Cette statue est bien celle qui fut vénérée en l’année 1013 par Bernard, écolier de Chartres, ainsi qu’on peut s’en rendre compte en la comparant à la description pittoresque qu’il en donne : « L’image est faite d’or le plus pur et les diverses parties de ses vêtemens sont séparées par des rangées de pierres précieuses habilement disposées. La tête offre le même mélange remarquable d’or et de gemmes. Des bracelets d’or sont suspendus à ses bras d’or ; sur un escabeau d’or reposent ses pieds en or ; la chaise sur laquelle elle est assise n’offre que pierres précieuses et or le plus pur. » La seule variante consiste dans des colombes d’or, à la place des boules de cristal qui ornent aujourd’hui les appuis du trône.

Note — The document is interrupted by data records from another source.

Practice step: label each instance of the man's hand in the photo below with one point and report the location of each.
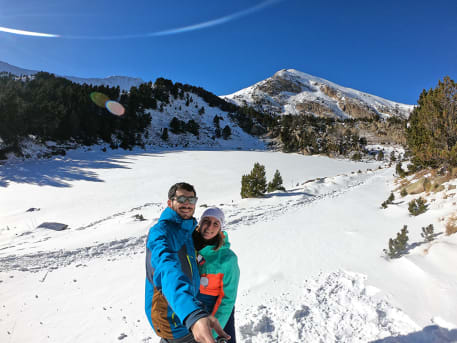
(202, 330)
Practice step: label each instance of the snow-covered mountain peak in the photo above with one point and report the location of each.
(290, 91)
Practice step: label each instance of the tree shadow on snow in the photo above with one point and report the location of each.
(429, 334)
(60, 171)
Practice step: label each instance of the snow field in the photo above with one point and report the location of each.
(312, 267)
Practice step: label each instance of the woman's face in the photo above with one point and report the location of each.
(209, 227)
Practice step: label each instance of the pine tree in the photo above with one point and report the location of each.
(399, 170)
(417, 206)
(276, 183)
(392, 156)
(254, 185)
(398, 245)
(427, 233)
(432, 129)
(164, 135)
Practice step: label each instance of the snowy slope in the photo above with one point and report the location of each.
(290, 91)
(312, 267)
(124, 82)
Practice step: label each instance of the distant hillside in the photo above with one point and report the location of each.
(124, 82)
(290, 91)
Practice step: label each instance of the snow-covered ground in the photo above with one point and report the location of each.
(312, 266)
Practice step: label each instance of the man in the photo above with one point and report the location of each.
(172, 279)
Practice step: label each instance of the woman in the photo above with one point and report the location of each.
(219, 271)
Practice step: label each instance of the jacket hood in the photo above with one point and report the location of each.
(170, 215)
(209, 249)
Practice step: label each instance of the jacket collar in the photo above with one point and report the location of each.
(170, 215)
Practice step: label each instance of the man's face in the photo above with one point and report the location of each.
(186, 210)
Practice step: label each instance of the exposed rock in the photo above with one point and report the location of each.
(275, 85)
(53, 226)
(356, 109)
(314, 108)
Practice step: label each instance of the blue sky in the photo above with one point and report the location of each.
(392, 49)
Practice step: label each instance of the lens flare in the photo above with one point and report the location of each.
(115, 108)
(99, 99)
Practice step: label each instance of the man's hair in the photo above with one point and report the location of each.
(180, 185)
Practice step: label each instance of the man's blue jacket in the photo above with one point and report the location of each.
(172, 278)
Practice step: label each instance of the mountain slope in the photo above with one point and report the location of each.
(290, 91)
(124, 82)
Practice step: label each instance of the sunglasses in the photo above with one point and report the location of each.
(182, 199)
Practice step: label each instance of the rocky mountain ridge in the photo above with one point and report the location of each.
(290, 91)
(124, 82)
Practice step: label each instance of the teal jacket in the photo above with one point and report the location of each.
(219, 277)
(172, 279)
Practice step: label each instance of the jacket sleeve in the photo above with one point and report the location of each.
(230, 282)
(168, 275)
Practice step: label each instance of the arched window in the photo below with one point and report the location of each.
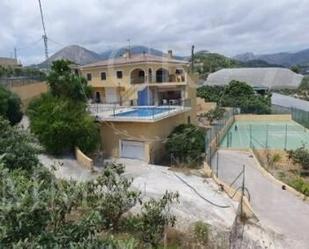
(137, 76)
(162, 75)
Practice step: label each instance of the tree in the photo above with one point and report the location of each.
(239, 95)
(186, 143)
(10, 106)
(116, 198)
(64, 83)
(300, 156)
(156, 216)
(295, 68)
(17, 147)
(214, 114)
(61, 124)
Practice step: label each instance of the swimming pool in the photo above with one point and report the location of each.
(147, 112)
(260, 134)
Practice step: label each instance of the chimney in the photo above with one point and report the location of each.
(170, 54)
(127, 54)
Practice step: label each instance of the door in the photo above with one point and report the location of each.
(111, 95)
(132, 149)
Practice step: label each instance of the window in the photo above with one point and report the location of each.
(103, 76)
(119, 74)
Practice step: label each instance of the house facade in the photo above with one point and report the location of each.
(139, 100)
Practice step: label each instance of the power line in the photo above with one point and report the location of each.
(44, 31)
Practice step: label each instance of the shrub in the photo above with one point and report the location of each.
(17, 147)
(64, 83)
(61, 124)
(201, 232)
(115, 199)
(10, 106)
(186, 143)
(237, 94)
(300, 185)
(155, 217)
(214, 114)
(300, 156)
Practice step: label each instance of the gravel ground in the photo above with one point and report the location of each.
(278, 209)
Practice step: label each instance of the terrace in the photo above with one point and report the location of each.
(115, 112)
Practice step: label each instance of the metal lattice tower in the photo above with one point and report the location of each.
(44, 36)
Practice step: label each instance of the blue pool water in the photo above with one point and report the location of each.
(144, 112)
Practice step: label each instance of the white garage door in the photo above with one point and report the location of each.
(111, 95)
(132, 149)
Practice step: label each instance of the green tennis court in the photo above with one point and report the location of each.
(272, 135)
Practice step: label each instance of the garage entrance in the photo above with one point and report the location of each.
(132, 149)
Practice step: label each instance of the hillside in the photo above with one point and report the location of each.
(206, 63)
(74, 53)
(284, 58)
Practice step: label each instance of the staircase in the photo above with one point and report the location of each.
(126, 97)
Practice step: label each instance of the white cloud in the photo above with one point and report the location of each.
(224, 26)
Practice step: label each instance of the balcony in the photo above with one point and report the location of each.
(161, 77)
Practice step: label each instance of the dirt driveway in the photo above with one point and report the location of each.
(276, 208)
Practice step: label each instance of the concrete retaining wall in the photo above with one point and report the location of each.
(271, 118)
(232, 193)
(83, 159)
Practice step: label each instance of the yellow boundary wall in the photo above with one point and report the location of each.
(268, 117)
(83, 159)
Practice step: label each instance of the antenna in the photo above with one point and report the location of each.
(44, 36)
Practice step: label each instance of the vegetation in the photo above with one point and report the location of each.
(206, 63)
(39, 211)
(186, 144)
(17, 149)
(6, 72)
(63, 83)
(214, 114)
(300, 156)
(237, 94)
(60, 124)
(300, 185)
(59, 118)
(10, 106)
(201, 232)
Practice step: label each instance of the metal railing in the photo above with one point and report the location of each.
(137, 112)
(214, 134)
(299, 116)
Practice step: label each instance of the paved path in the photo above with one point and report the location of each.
(276, 208)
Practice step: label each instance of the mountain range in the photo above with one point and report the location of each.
(284, 58)
(82, 56)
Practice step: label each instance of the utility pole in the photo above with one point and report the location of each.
(44, 36)
(192, 58)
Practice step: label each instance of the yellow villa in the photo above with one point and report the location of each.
(139, 99)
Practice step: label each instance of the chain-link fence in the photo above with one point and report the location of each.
(299, 116)
(216, 132)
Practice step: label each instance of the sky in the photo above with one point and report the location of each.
(229, 27)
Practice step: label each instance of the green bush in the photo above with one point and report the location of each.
(300, 185)
(17, 148)
(10, 106)
(186, 143)
(61, 124)
(155, 217)
(64, 83)
(201, 232)
(214, 114)
(237, 94)
(300, 156)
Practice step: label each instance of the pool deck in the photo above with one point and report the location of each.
(110, 113)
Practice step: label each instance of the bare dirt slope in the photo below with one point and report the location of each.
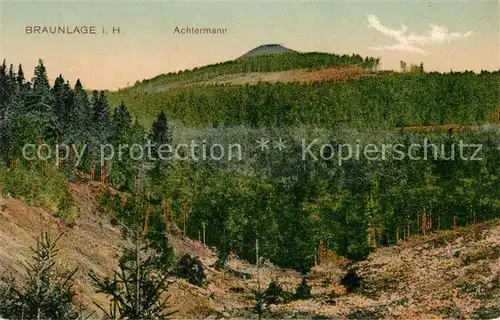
(302, 75)
(453, 274)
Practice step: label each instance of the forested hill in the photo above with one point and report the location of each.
(388, 100)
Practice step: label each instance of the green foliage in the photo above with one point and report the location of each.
(303, 291)
(274, 294)
(191, 269)
(43, 186)
(263, 63)
(138, 289)
(385, 101)
(47, 294)
(351, 281)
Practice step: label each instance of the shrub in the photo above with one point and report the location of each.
(191, 269)
(137, 290)
(275, 294)
(351, 281)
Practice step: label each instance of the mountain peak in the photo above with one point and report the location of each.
(267, 49)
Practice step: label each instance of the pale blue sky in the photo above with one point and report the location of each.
(147, 45)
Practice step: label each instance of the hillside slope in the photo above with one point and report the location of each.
(453, 274)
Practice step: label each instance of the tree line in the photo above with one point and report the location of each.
(386, 101)
(296, 208)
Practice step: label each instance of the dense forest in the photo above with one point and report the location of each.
(386, 101)
(295, 207)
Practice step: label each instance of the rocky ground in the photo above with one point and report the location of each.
(451, 274)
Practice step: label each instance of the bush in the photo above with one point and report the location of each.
(137, 290)
(47, 294)
(41, 186)
(351, 281)
(275, 294)
(191, 269)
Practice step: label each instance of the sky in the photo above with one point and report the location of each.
(444, 35)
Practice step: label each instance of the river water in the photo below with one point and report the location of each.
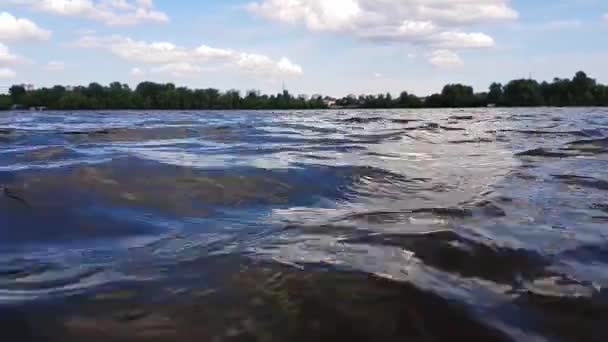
(422, 225)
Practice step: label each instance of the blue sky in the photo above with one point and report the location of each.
(333, 47)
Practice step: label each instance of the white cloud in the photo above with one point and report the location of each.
(6, 73)
(460, 40)
(55, 66)
(558, 25)
(168, 58)
(12, 28)
(137, 72)
(431, 24)
(445, 59)
(109, 12)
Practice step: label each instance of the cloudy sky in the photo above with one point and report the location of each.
(333, 47)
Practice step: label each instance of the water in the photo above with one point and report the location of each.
(424, 225)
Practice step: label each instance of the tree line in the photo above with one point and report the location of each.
(581, 90)
(578, 91)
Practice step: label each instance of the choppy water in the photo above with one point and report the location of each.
(358, 225)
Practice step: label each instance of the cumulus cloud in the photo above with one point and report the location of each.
(137, 72)
(182, 69)
(6, 73)
(558, 25)
(109, 12)
(55, 66)
(445, 59)
(165, 57)
(433, 24)
(12, 28)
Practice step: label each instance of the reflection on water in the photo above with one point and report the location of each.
(357, 225)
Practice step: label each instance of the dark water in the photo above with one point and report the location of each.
(431, 225)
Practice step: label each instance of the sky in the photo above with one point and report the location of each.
(330, 47)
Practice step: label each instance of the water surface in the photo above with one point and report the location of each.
(426, 225)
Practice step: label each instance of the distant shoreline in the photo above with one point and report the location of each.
(580, 91)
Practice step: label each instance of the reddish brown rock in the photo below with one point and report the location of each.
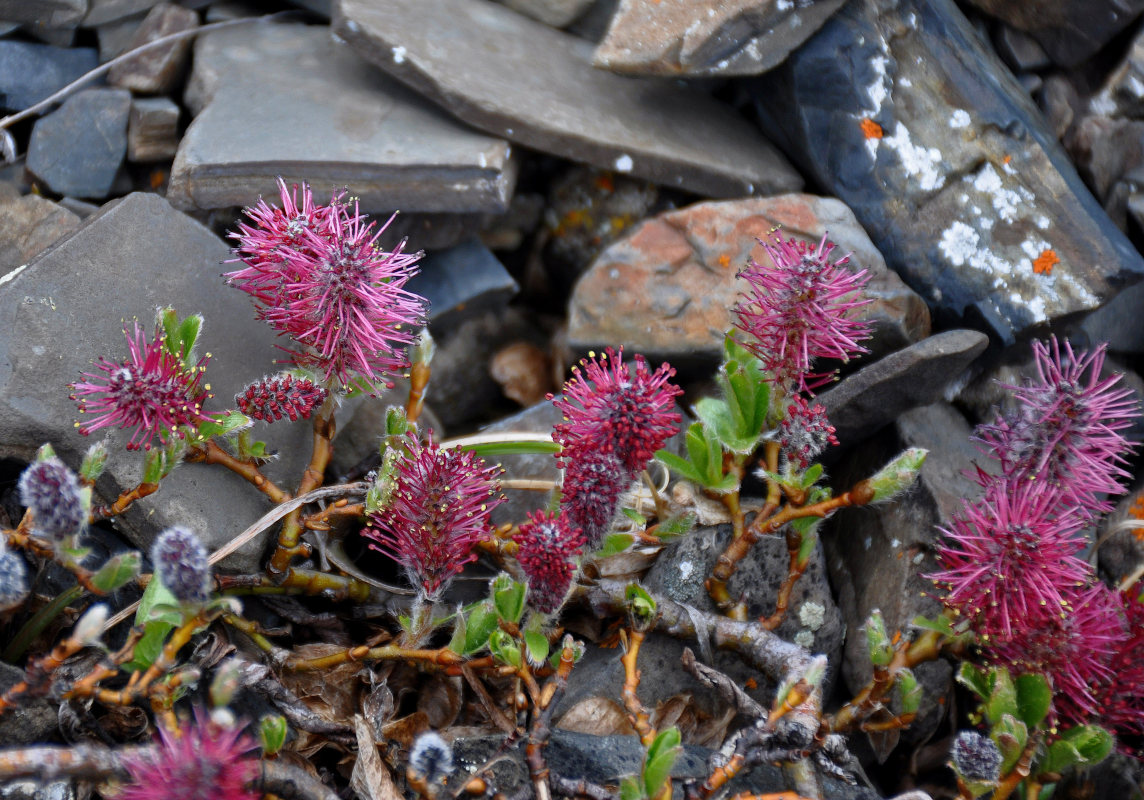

La statue actuelle de sainte Foy existait donc certainement déjà au début du XIe siècle, mais certains détails du Livre des Miracles permettent d’en faire remonter l’exécution aux temps d’Etienne, qui fut à la fois abbé de Conques et évêque de Clermont, entre 942 et 984. De plus, cette statue précieuse n’est, au témoignage même de Bernard, que le remaniement d’une statue plus ancienne ; comme d’autre part on sait qu’il faut placer vers 883 la translation des reliques de la jeune martyre d’Agen au monastère de Conques, on peut affirmer que l’idée de renfermer son chef dans une statuette date au moins des dernières années du IXe siècle.

L’enquête que l’on fit en 1878 démontra que les plaques d’or repoussé de la statue actuelle reposent sur une âme de bois qui constitue peut-être l’œuvre primitive. L’intérieur est creux et, par une ouverture pratiquée dans le dos, on a pu constater qu’il renferme encore « le crâne entier de la sainte doublé d’une plaque d’argent, quelques sachets d’étoile précieuse et de drap d’or enveloppant de nombreux fragmens de la tête et des lambeaux de tissus d’amiante imbibés du sang de la glorieuse martyre[1]. » La statue d’or de sainte Foy peut donc passer à juste titre pour la plus ancienne statue-reliquaire que l’on possède

  1. Bouillet, l’Église et le trésor de Conques, p. 37.